Here are a few videos of birds landing.
In SLOW MOTION it is something to behold.
- http://www.youtube.com/watch?v=FoCMiRNksQ0&feature=related
- http://www.youtube.com/watch?v=ytViF4OcxHk&NR=1
- http://www.youtube.com/watch?v=sRIXOEuTmcE&NR=1
- http://www.youtube.com/watch?v=LA6XSrM0V_0&feature=related
And here is info about pterosaurs:
http://www.newscientist.com/article/dn17633-pterosaur-tracks-show-it-touched-down-like-a-bird.html
"A set of Pterosaur footprints unearthed in France is the first to show one of the winged reptiles coming into land - and suggests they did so in much the same way as most modern birds.
An exceptional set of footprints preserved in 150-million-year-old rock near Crayssac in south-west France holds some answers to pterosaur behaviour. They record the moment a small pterosaur came into land, says Kevin Padian at the University of California, Berkeley.
Padian's team says the prints are similar to those produced by a landing bird. Although most pterosaur tracks show the animals walking on all fours, the first prints in the newly discovered tracks are of the rear limbs only.
That's because the pterosaur used its wings to "stall" as birds do, says the team, so that the animal's body swung up from a horizontal flight position to near vertical, enabling it to land gently on its hind feet.
"The smaller ones, like the smallest birds, are all good flappers, so they [could] 'flap-stall' to land," says Padian. Larger pterosaurs might have stalled by simply holding their wings against the airflow.
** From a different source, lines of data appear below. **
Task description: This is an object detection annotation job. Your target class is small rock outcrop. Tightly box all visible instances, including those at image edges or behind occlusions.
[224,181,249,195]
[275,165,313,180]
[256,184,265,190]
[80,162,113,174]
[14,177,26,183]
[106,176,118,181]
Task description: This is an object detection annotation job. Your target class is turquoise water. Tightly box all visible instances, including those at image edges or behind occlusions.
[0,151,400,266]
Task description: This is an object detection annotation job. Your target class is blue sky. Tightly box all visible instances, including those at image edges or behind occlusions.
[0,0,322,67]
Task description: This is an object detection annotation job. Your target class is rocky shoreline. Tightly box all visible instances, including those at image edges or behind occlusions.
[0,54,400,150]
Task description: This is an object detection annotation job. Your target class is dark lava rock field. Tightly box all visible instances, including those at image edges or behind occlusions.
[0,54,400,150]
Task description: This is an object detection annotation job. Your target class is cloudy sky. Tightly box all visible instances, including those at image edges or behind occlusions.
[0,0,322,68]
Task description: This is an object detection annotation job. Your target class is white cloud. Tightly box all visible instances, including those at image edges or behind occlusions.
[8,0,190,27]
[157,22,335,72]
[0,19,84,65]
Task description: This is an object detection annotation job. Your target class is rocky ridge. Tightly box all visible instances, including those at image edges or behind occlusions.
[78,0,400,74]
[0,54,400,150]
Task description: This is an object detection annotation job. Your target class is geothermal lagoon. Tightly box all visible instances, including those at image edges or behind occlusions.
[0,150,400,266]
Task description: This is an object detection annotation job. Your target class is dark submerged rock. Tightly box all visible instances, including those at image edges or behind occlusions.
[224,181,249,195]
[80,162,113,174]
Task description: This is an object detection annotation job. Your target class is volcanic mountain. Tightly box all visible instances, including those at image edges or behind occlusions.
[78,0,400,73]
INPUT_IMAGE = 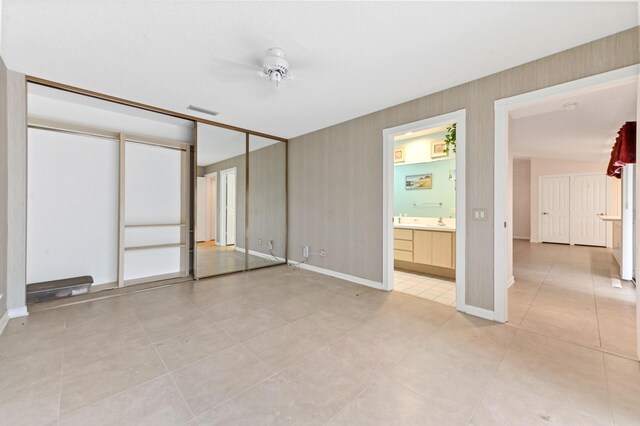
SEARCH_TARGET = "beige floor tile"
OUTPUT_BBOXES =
[604,354,640,426]
[60,346,167,414]
[60,375,193,426]
[140,303,212,342]
[470,380,611,426]
[219,309,287,342]
[389,339,501,419]
[520,306,600,347]
[198,377,321,426]
[0,376,60,426]
[155,326,236,371]
[243,311,359,372]
[278,346,376,421]
[327,378,467,426]
[64,323,151,366]
[472,331,611,425]
[171,345,272,416]
[0,348,63,392]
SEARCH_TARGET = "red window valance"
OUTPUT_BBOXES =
[607,121,636,179]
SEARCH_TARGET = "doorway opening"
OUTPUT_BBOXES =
[383,110,467,311]
[216,167,236,247]
[494,66,638,358]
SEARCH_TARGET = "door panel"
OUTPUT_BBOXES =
[540,176,571,244]
[413,231,433,265]
[571,175,607,247]
[196,177,207,242]
[226,173,236,246]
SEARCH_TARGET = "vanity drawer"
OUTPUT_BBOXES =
[393,250,413,262]
[393,240,413,251]
[393,228,413,240]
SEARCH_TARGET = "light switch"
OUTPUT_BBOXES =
[472,209,488,220]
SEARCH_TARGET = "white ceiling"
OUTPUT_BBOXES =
[1,0,638,137]
[509,81,637,162]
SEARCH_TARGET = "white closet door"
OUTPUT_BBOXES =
[124,142,184,282]
[27,129,119,285]
[540,176,570,244]
[196,177,207,242]
[571,175,607,247]
[226,171,236,245]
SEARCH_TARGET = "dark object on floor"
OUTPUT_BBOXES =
[27,275,93,303]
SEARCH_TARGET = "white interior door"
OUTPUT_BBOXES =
[540,176,571,244]
[571,175,607,247]
[196,177,207,242]
[207,175,218,241]
[226,170,236,245]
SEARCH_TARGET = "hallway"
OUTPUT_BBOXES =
[508,240,637,358]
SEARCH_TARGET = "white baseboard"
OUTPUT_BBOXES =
[289,260,382,290]
[235,246,285,263]
[7,306,29,318]
[0,311,9,334]
[458,305,496,321]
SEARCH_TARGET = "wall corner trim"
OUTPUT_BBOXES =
[7,306,29,318]
[289,261,382,290]
[457,305,500,322]
[0,311,9,335]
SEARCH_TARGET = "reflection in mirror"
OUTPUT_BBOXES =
[248,135,287,269]
[196,123,246,277]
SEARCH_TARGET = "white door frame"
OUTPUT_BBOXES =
[493,65,640,322]
[216,167,237,246]
[382,109,467,312]
[204,172,218,241]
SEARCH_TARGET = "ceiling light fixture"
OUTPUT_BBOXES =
[258,47,293,87]
[187,105,219,117]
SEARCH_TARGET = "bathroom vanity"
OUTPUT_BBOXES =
[393,223,456,278]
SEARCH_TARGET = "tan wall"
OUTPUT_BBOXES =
[289,27,640,310]
[531,158,608,242]
[0,59,8,318]
[513,159,531,240]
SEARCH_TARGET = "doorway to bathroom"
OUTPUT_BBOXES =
[383,110,466,311]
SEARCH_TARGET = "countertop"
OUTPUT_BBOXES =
[393,223,456,232]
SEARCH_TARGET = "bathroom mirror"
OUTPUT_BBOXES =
[247,135,287,269]
[195,123,247,278]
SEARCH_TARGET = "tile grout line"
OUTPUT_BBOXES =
[520,250,558,325]
[589,248,602,349]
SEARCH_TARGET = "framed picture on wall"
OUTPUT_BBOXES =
[431,141,449,158]
[404,173,433,190]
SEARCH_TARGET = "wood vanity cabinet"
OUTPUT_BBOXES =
[394,229,456,272]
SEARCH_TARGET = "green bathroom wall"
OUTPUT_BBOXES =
[393,159,456,217]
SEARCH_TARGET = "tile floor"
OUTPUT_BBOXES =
[393,270,456,307]
[508,240,637,358]
[0,266,640,426]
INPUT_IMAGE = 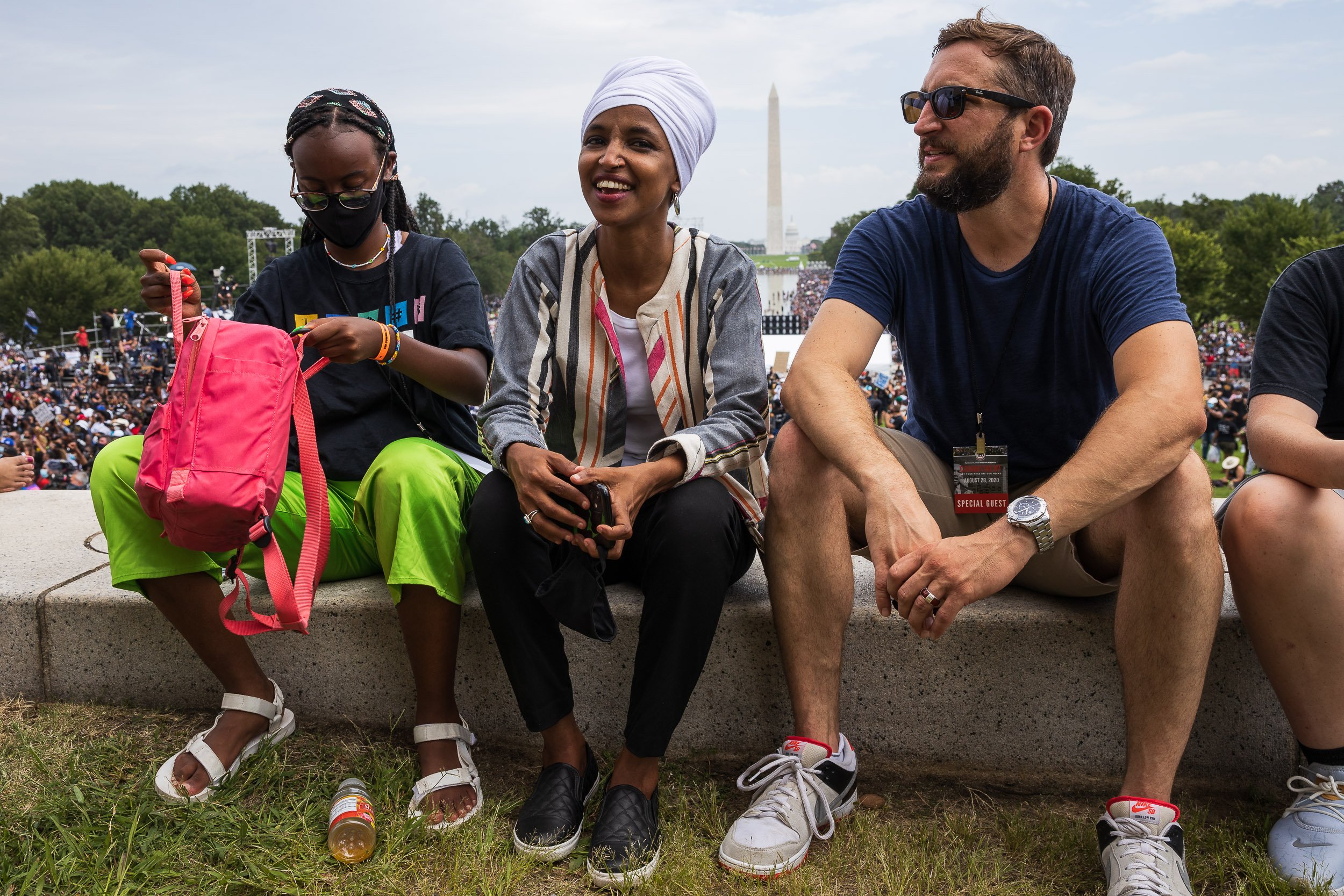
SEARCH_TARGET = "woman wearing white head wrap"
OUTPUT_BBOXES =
[468,56,768,885]
[580,56,718,198]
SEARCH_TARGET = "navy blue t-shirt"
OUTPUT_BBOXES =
[827,178,1190,486]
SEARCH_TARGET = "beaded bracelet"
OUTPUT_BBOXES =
[374,324,402,367]
[374,324,392,364]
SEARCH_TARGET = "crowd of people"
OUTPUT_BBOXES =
[0,336,172,489]
[1195,321,1255,380]
[793,267,831,332]
[10,15,1344,896]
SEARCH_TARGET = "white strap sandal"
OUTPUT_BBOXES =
[155,681,295,804]
[406,719,485,830]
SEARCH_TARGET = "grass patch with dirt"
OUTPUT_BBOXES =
[0,701,1322,896]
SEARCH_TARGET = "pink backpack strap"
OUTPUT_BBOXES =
[168,270,182,355]
[219,334,331,635]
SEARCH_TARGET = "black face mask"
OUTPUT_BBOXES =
[304,180,387,248]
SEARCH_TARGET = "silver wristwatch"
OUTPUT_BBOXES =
[1008,494,1055,554]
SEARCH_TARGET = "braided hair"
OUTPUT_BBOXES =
[285,90,421,322]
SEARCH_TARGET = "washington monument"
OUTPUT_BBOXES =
[765,84,784,255]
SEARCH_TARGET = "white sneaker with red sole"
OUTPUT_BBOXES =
[719,735,859,877]
[1097,797,1193,896]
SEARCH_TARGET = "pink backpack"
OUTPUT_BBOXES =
[136,271,331,635]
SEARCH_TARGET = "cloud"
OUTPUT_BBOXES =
[1120,49,1211,71]
[1148,0,1297,19]
[1125,153,1339,196]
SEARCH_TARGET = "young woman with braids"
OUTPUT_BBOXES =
[90,90,494,829]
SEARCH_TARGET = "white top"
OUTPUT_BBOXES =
[607,309,664,466]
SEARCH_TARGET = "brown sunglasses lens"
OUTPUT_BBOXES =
[900,92,924,125]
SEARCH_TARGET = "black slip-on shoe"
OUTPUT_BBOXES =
[513,744,598,861]
[588,785,663,888]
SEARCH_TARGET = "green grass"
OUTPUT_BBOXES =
[0,701,1322,896]
[1195,445,1246,498]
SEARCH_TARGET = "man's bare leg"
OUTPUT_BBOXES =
[1223,474,1344,750]
[140,572,276,794]
[1080,453,1223,802]
[765,423,863,750]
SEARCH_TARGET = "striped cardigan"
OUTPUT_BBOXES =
[477,223,769,543]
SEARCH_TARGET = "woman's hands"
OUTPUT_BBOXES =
[140,248,201,317]
[504,442,589,544]
[304,317,387,364]
[570,454,685,560]
[0,454,32,492]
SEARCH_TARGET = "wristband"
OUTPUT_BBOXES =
[374,324,402,367]
[374,324,392,364]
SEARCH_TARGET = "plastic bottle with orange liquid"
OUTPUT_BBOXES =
[327,778,376,864]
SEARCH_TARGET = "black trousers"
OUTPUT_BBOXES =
[467,470,755,758]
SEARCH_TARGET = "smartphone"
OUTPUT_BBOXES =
[558,482,613,548]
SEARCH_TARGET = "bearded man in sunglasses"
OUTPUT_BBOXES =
[719,10,1223,896]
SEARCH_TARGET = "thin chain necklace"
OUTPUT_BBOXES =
[323,225,392,270]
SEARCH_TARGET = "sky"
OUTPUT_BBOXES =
[0,0,1344,240]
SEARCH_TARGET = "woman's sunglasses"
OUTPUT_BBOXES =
[289,153,387,211]
[900,87,1038,125]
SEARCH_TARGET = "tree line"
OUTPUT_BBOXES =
[0,180,566,344]
[0,180,290,344]
[0,166,1344,341]
[821,157,1344,329]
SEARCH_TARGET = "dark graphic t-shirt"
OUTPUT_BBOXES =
[234,234,495,481]
[1252,246,1344,439]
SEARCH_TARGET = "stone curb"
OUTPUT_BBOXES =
[0,496,1295,787]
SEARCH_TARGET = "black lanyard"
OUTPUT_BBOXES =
[327,254,437,441]
[957,175,1055,455]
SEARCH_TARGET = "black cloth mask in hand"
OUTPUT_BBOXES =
[304,180,387,248]
[537,543,616,641]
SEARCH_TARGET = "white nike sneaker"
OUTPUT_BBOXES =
[1269,763,1344,896]
[719,735,859,877]
[1097,797,1193,896]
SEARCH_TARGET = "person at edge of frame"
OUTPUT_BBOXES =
[1217,246,1344,893]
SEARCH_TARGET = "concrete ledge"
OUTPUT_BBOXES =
[8,494,1295,787]
[0,490,108,699]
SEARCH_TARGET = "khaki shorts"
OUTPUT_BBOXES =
[855,426,1120,598]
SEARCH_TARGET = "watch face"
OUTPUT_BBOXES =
[1008,494,1046,521]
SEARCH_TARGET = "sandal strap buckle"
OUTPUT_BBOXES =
[413,719,476,747]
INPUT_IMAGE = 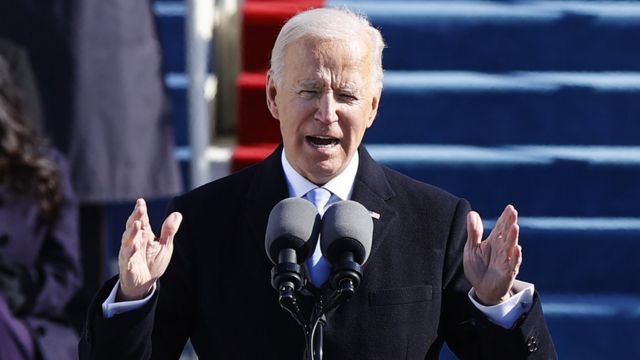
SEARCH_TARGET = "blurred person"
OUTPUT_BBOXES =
[0,56,82,360]
[80,9,557,360]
Either way, the pterosaurs would have needed sophisticated neural control on a par with modern birds, the researchers say.
After the flap stall, the tracks show the animal stabilised itself with its arms, as it hopped a little way forward before it began to walk away on all four limbs.
David Martill, a pterosaur specialist at the University of Portsmouth, UK, says that although the tracks record a "small moment, perhaps no more than three seconds, in the life of a pterosaur", they offer a real insight into the lives of the ancient animals.
But Michael Habib at Chatham University in Pittsburgh, Pennsylvania, points out that the real mystery of pterosaur flight remains unsolved.
"Any flying animal larger than a large insect will need to use some kind of controlled stall or hover mechanism to land," he says, but the new track "does not give us any new information about launch".
Earlier this year Habib suggested that the largest pterosaurs took flight by using all four limbs to leap into the air – a technique similar to that used by some bats but quite unlike the take-off behaviour of modern birds.
Padian says Habib's theory may have been possible. "On the other hand, pterosaurs seem perfectly capable of standing on their back legs, so a two-legged [bird-style] take-off, whether from a standing pose or running, seems equally plausible – depending on the pterosaur."